The power-law index of the luminosity relation depends on the molecular tracer's critical density.

Enhanced HCN/CO ratios in ULIRGs can be modeled without AGN-induced chemistry effects.

Galaxy mergers are linked to higher dense gas fractions and elevated HCN/CO ratios.

Abstract

We present a detailed analysis of the relation between infrared luminosity and molecular line luminosity, for a variety of molecular transitions, using a sample of 34 nearby galaxies spanning a broad range of infrared luminosities (10^{10} < L_{IR} < 10^{12.5} L_sun). We show that the power-law index of the relation is sensitive to the critical density of the molecular gas tracer used, and that the dominant driver in observed molecular line ratios in galaxies is the gas density. As most nearby ultraluminous infrared galaxies (ULIRGs) exhibit strong signatures of active galactic nuclei (AGN) in their center, we revisit previous claims questioning the reliability of HCN as a probe of the dense gas responsible for star formation in the presence of AGN. We find that the enhanced HCN(1-0)/CO(1-0) luminosity ratio observed in ULIRGs can be successfully reproduced using numerical models with fixed chemical abundances and without AGN-induced chemistry effects.

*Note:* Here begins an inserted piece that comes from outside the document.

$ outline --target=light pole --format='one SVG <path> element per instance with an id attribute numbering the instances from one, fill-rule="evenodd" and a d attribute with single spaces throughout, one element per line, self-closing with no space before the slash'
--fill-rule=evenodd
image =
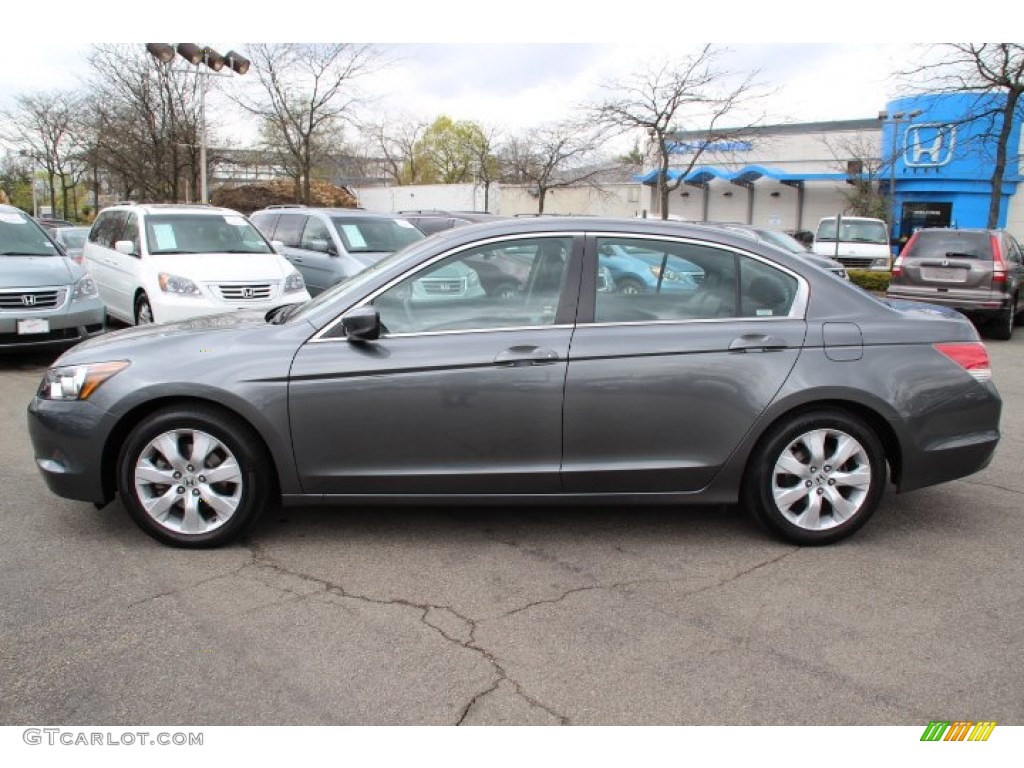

We extend this analysis to a total of ten molecular line ratios by combining the following transitions: CO(1-0), HCO+(1-0), HCO+(3-2), HCN(1-0), and HCN(3-2). Our results suggest that AGNs reside in systems with higher dense gas fraction, and that chemistry or other effects associated with their hard radiation field may not dominate (NGC 1068 is one exception). Galaxy merger could be the underlying cause of increased dense gas fraction and the evolutionary stage of such mergers may be another determinant of the HCN/CO luminosity ratio.